Buku-buku yang mensyarah kitab Sunan at-Tirmizi tercata hingga lima belas buku.
DAFTAR PUSTAKA
- Abadi, Abu Hayib Muhammad Syams al-Haq al-Adzim, Syarah Sunan Abi Daud. Mesir: al-Makatabah Salafiyah, 1979.
- ‘Ali, Muhammad Ahmad Sa’id, Ta’liq Sunan Abi Daud. Mesir: al-Halabi, 1952.
- Asqalani, Ibnu Hajar, Had as-Sari Muqaddimah Fath al-Bari. Mesir: al-Bab al-Halabi, 1962.
- _________________, Kitab Tahzib at-Tahzib, jil. I. Beirut: Dar al-Fikr, 1415.
- Muhammad, Ahmad, al-Jami’ as-Sahih. Jil. I. Kairo: al-Halaby, 1937.
- Saharanfuri, Khalil Ahmad, Bazl al-Majhud fi Halli Abi Daud. Libanon: Dar Kutub al-Islamiyah, 1939.
- Shalih, Subhi, Ulmu al-Hadis wa Mushtalahuhu. Beirut: Dar al-Malayin, 1975.
- Suyuthi, Tadbir ar-Rawi wa Taqrib ar-Rawi. Kairo: Maktabah Qahirah, 1379.
- Tim Penulis, Ensiklopedi Islam . Jakarta: PT. Ichtiar Baru Van Hoeve.
- Zahw, Abu, al-Hadis wa al-Muhaddisun. Libanon: Dar al-Kitab al-Arab, 1964.
_______________________
[1] Nama lengkap ini yaitu model al-Khatib al-Baghdadi yang didukung oleh Abu ‘Ubaid al-Ajiri dan Abu Bakar bin Dash, berdasarkan Abu Thohir model Baghdadi ini yang paling tepat. Lih., Muhammad Ahmad Sa’id ‘Ali, ta’liq Sunan Abi Daud (Mesir: al-Halabi, 1952), h. 4.
[2] Abu Zahw, al-Hadis wa al-Muhaddisun (Libanon: Dar al-Kitab al-Arab, 1964), h. 360.

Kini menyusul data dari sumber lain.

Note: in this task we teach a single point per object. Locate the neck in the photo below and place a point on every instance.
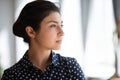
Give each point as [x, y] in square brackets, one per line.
[39, 57]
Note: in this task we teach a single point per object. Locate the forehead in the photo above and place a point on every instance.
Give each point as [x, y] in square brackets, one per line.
[52, 17]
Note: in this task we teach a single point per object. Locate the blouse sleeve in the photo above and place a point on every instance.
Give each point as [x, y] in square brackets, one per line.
[75, 70]
[6, 75]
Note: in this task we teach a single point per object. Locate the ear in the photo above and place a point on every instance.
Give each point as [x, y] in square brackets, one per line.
[30, 31]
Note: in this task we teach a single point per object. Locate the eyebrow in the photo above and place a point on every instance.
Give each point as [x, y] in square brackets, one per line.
[54, 21]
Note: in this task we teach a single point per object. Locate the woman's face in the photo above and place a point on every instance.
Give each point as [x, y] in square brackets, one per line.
[51, 33]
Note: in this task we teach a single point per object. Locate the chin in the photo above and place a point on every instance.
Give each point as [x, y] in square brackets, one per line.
[57, 48]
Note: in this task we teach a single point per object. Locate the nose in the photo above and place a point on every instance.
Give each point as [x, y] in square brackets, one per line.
[61, 32]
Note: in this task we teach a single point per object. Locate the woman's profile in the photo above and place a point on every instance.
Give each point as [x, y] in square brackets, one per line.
[40, 25]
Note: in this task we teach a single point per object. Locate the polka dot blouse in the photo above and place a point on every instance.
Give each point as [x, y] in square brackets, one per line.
[61, 68]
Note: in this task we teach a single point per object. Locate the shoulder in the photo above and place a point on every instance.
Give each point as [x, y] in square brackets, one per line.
[73, 66]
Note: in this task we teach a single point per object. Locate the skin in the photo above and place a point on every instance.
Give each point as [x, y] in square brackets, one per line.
[48, 38]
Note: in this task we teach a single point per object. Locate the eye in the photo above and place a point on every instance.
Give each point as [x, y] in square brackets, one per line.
[62, 25]
[53, 25]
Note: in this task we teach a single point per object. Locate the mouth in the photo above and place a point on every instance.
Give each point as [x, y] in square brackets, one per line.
[58, 41]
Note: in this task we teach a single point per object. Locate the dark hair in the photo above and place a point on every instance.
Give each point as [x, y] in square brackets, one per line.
[32, 15]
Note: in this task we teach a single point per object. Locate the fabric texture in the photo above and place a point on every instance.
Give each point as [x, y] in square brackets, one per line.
[61, 68]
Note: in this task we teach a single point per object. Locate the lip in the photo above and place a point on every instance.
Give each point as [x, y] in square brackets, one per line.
[59, 41]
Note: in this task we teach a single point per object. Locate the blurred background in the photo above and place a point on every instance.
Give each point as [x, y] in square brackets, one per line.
[92, 32]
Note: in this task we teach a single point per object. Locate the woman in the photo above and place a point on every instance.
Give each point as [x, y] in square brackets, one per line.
[40, 25]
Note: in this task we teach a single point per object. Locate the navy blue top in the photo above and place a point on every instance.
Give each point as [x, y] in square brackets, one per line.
[61, 68]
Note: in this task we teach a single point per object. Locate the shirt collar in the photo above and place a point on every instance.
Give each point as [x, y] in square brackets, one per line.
[26, 62]
[54, 59]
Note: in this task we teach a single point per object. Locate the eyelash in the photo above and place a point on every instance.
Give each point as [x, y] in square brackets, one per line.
[55, 25]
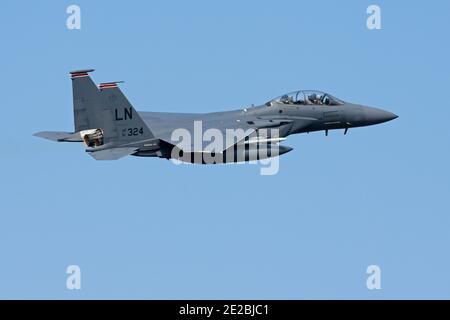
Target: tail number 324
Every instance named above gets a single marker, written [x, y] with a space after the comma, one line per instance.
[130, 132]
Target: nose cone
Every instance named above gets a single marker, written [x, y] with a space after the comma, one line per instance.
[375, 116]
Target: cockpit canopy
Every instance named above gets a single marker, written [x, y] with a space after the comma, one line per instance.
[306, 97]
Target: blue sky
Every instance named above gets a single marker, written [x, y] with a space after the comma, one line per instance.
[145, 228]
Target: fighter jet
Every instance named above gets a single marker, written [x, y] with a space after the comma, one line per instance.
[110, 127]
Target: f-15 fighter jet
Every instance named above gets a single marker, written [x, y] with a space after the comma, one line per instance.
[111, 128]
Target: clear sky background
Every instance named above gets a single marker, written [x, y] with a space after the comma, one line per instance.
[146, 228]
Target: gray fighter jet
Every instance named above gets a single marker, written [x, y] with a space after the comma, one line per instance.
[111, 128]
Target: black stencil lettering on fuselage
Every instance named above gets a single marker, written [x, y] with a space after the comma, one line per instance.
[127, 114]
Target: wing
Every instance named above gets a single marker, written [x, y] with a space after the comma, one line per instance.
[59, 136]
[111, 154]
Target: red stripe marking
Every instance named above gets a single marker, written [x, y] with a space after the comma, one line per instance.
[79, 75]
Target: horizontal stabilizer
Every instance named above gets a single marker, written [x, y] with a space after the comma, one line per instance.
[112, 154]
[59, 136]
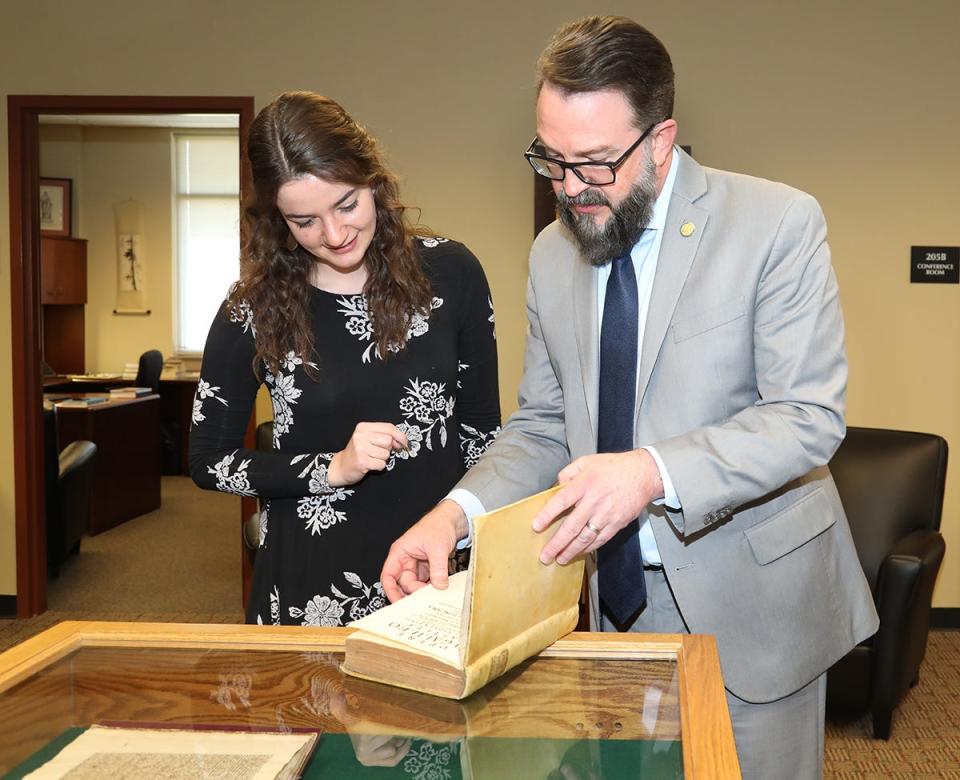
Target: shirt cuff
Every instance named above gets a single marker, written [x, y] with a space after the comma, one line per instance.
[471, 506]
[670, 497]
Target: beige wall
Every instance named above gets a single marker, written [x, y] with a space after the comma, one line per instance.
[853, 102]
[109, 165]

[3] Khalil Ahmad as-Saharanfuri, Bazl al-Majhud fi Halli Abi Daud (Libanon: Dar Kutub al-Islamiyah, 1939), h. 45.
[4] Ibnu Hajar al-Asqalani, Kitab Tahzib at-Tahzib (Beirut: Dar al-Fikr, 1415), jil. I, h. 5.
[5] Ibnu Hajar al-Asqalani, Had as-Sari Muqaddimah Fath al-Bari (Mesir: al-Bab al-Halabi, 1962), h. 69.

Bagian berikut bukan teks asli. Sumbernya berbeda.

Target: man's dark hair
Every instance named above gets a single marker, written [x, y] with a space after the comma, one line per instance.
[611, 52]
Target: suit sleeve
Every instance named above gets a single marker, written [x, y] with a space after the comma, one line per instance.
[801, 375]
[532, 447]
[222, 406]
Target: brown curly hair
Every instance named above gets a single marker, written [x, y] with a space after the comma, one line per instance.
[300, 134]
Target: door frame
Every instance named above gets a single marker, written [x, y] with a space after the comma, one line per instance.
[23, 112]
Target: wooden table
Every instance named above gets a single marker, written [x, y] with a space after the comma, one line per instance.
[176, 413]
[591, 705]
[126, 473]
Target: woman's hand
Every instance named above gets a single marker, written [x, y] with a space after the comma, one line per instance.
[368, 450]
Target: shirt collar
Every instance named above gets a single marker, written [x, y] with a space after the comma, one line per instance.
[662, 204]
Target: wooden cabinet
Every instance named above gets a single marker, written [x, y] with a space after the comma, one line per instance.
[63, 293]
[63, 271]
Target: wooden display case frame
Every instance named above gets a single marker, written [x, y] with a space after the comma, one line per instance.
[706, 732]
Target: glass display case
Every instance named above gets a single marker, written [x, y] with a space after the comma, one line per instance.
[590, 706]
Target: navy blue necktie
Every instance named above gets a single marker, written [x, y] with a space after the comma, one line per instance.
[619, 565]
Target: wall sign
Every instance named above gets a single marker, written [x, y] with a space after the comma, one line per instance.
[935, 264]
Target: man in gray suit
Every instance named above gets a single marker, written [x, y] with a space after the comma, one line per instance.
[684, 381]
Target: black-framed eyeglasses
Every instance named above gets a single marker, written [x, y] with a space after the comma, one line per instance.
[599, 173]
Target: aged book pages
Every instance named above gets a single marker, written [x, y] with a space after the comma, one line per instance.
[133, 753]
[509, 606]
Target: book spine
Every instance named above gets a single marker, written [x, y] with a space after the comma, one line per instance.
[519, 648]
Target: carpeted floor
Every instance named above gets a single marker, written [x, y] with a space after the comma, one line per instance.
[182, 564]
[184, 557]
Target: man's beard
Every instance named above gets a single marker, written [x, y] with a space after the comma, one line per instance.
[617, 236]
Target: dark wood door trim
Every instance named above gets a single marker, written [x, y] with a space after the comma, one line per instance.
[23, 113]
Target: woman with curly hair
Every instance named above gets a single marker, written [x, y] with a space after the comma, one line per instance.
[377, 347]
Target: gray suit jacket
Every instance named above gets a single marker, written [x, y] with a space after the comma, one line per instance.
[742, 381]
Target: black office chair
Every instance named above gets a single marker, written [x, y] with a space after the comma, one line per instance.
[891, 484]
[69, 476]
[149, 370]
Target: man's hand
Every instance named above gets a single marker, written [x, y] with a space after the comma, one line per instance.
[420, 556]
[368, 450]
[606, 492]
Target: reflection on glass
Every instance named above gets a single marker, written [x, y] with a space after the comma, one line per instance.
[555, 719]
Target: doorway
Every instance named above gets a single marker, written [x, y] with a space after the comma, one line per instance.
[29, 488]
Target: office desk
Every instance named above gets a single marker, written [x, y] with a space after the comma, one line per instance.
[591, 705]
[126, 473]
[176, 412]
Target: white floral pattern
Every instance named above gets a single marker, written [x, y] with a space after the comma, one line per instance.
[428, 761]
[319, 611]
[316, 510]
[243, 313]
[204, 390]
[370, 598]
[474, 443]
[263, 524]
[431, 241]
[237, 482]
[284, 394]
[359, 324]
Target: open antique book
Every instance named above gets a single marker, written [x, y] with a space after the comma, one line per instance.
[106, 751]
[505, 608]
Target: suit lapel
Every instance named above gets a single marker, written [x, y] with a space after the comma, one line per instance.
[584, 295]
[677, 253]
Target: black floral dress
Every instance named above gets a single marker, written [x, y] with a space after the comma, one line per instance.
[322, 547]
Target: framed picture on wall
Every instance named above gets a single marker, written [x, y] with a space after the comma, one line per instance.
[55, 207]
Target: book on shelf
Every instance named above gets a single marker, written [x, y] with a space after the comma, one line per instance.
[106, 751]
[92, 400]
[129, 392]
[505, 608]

[6] Lihat Fihris karya Abu Khair.
[7] Penjelasan ini dikutip dari Abu Abdillah Muhammad bin Ishaq yang dikutip oleh Abdurrahman Muhammad Usman, Taqdim dalam Abu Hayib Muhammad Syams al-Haq al-Adzim ‘Abadi, Syarah Sunan Abi Daud (Mesir: al-Makatabah Salafiyah, 1979), h. 6.
[8] Surat beliau itu berjudul Risalah Abi Daud Ila Ahl Makkah.
[9] Ibid, h. 135
[10] Ahmad Muhammad, al-Jami’ as-Sahih (Kairo: al-Halaby, 1937), jil. I, h. 1.
[11] Abu Zahwu, al-Hadis, h. 360.
[12] Tim Penulis, Ensiklopedi Islam (Jakarta: PT. Ichtiar Baru Van Hoeve), jil V, h. 105.
[13] Ibid, h. 106-107.
[14] Subhi as-Shalih, Ulmu al-Hadis wa Mushtalahuhu (Beirut: Dar al-Malayin, 1975), h. 400.
[15] As-Suyuthi, Tadbir ar-Rawi wa Taqrib ar-Rawi (Kairo: Maktabah Qahirah, 1379), h. 54.